Selbstheilungskräfte aktivieren

Mittlerweile ist Ute Nieke selbst zur MS-Expertin geworden, weiß alles über die Krankheit, kennt sämtliche Therapie- und Behandlungsansätze und neu zugelassenen Medikamente. „Ärztinnen und Ärzte können es einem nicht abnehmen, dass man für sich selbst herausfindet, was einem gut tut.“ Auf die Cortisontherapie, die konventionell gegen MS-Schübe eingesetzt wird, reagiert Ute mit Schüttelfrost und Fieber. „Deswegen stecke ich viel Energie in Recherche, probiere aus, was alternativ gut für mich ist. Zum Beispiel hilft mir der regelmäßige Besuch einer Kältetherapie (Alpha Cooling), ebenso wie Cannabis und Akupunktur. Seit ich mich so behandeln lasse, habe ich keine Schmerzen mehr im linken Arm. Leider sind das Leistungen, die keine Kasse übernimmt.“ Ute Nieke wird oft gefragt, woher sie die Kraft nimmt, immer so gut drauf zu sein. Ute: „Auch wenn sich das vielleicht irgendwie seltsam anhört: Die Kraft der Gedanken hat einen unglaublich großen Einfluss auf den Verlauf der Krankheit.
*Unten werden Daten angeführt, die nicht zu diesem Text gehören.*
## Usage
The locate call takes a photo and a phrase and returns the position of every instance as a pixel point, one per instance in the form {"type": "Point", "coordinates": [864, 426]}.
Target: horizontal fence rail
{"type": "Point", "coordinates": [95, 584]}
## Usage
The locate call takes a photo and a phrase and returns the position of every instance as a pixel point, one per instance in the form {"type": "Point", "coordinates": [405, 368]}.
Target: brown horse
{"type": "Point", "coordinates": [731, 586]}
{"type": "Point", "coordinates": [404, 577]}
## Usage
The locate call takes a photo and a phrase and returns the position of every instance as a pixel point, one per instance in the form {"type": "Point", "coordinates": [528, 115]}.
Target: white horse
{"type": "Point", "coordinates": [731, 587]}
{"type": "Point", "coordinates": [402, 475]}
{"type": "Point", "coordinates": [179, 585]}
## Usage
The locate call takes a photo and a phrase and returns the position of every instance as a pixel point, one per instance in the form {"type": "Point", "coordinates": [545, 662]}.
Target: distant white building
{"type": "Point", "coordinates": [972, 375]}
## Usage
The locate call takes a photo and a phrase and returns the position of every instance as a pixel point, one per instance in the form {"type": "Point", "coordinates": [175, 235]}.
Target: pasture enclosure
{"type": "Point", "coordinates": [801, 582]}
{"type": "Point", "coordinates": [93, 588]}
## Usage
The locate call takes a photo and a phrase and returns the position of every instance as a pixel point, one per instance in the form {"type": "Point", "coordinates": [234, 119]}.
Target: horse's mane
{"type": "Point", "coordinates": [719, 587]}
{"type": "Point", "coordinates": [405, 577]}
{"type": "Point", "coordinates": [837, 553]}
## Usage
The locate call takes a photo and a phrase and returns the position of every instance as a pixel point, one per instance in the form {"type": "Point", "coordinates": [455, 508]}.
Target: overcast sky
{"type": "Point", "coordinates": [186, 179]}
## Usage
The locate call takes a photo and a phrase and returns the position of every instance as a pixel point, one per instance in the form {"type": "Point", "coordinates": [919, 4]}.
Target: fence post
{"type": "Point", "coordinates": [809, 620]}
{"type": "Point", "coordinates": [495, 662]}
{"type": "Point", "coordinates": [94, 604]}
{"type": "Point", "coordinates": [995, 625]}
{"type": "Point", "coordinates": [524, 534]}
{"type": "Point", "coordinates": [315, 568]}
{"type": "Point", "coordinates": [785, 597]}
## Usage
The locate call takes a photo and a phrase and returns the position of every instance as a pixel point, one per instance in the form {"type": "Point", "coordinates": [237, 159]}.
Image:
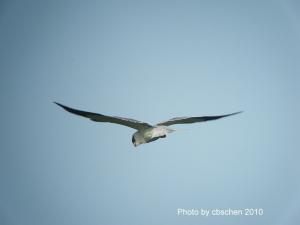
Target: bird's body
{"type": "Point", "coordinates": [150, 134]}
{"type": "Point", "coordinates": [145, 132]}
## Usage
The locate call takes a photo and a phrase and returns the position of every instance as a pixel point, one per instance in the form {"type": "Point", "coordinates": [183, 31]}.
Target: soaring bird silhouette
{"type": "Point", "coordinates": [145, 132]}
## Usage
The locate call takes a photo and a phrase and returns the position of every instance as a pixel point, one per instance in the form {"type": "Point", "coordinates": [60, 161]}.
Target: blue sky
{"type": "Point", "coordinates": [151, 61]}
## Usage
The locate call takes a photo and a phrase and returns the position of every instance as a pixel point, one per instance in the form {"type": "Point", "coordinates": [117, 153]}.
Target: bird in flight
{"type": "Point", "coordinates": [145, 132]}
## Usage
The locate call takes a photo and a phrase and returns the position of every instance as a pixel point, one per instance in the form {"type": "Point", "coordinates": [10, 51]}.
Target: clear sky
{"type": "Point", "coordinates": [151, 61]}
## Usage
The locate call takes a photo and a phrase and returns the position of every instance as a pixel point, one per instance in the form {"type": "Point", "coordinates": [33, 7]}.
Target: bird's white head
{"type": "Point", "coordinates": [137, 139]}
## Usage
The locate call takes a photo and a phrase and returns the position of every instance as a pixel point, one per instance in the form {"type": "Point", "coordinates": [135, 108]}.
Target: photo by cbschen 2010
{"type": "Point", "coordinates": [145, 132]}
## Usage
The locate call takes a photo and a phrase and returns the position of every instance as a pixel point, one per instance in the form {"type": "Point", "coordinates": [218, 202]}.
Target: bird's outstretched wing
{"type": "Point", "coordinates": [183, 120]}
{"type": "Point", "coordinates": [135, 124]}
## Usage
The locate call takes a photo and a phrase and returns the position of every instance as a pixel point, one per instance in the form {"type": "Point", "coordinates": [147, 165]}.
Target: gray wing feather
{"type": "Point", "coordinates": [135, 124]}
{"type": "Point", "coordinates": [184, 120]}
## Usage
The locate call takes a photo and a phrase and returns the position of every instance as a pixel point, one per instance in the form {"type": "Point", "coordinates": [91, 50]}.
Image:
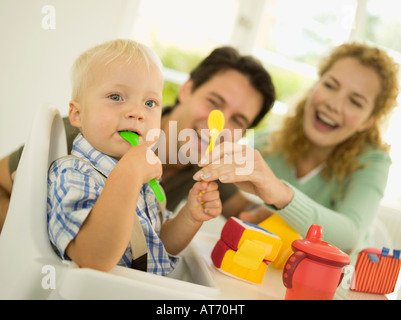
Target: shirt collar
{"type": "Point", "coordinates": [83, 149]}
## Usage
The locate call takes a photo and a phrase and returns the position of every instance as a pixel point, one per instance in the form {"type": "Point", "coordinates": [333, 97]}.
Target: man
{"type": "Point", "coordinates": [237, 85]}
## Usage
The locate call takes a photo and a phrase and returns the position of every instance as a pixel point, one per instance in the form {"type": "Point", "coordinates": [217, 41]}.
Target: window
{"type": "Point", "coordinates": [288, 36]}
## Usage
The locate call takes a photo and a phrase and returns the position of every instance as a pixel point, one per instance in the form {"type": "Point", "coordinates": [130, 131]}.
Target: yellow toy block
{"type": "Point", "coordinates": [234, 269]}
{"type": "Point", "coordinates": [244, 250]}
{"type": "Point", "coordinates": [287, 235]}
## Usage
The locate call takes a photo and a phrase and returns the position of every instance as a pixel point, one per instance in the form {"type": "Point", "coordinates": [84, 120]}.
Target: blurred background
{"type": "Point", "coordinates": [41, 39]}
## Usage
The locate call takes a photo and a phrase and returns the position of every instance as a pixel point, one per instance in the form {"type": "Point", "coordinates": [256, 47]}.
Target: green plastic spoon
{"type": "Point", "coordinates": [133, 138]}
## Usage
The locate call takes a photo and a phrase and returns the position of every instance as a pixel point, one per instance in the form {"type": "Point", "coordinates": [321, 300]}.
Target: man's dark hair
{"type": "Point", "coordinates": [228, 58]}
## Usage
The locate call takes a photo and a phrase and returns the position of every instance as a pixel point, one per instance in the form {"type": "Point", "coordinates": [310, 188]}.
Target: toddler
{"type": "Point", "coordinates": [98, 194]}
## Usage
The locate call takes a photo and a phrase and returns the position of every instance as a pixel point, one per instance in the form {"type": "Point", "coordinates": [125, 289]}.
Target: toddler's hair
{"type": "Point", "coordinates": [106, 53]}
Ich beschäftige mich viel mit Meditation, höre Hörbücher, die meine Selbstheilungskräfte anregen und stelle fest, dass es bestens funktioniert.“

Wissen und Positivität weitergeben

Auch was ihre Erkrankung angeht, ist Ute durch und durch „Trainerin“: „Ich liebe es, mein Wissen und Können weiterzugeben – das hat mich immer angetrieben“, sagt Ute. „Als ich fünf Wochen stationär in Reha war, habe ich schon nach kurzer Zeit selbst MS-Sprechstunden übernommen“, lacht Ute. „Hier habe ich viel gelernt – vor allem, jeden Menschen mit seiner Geschichte und seinem Vorgehen anzunehmen. Diesen Antrieb möchte ich weitergeben. Mein Traum wäre, in Zukunft auch mit MS-Patient*innen zu arbeiten, sie zu unterstützen und zu coachen, ganz individuell“, sagt Ute. Was sie nicht möchte, sind Menschen, die sich gegenseitig runterziehen: „Ich war eine Weile in einer MS-Chatgruppe, das hat mir nicht gut getan. Nein, ich möchte Positivität weitergeben. Denn ich danke dem Universum jeden Morgen dafür, dass ich so gesund sein darf und genieße jeden einzelnen Tag.“ Eine Einstellung, die man der lebensfrohen Ute absolut abnimmt. Und die so ansteckend ist, dass sie damit nicht nur sich selbst ermutigt, sondern sicher für viele Menschen eine wertvolle Stütze sein wird.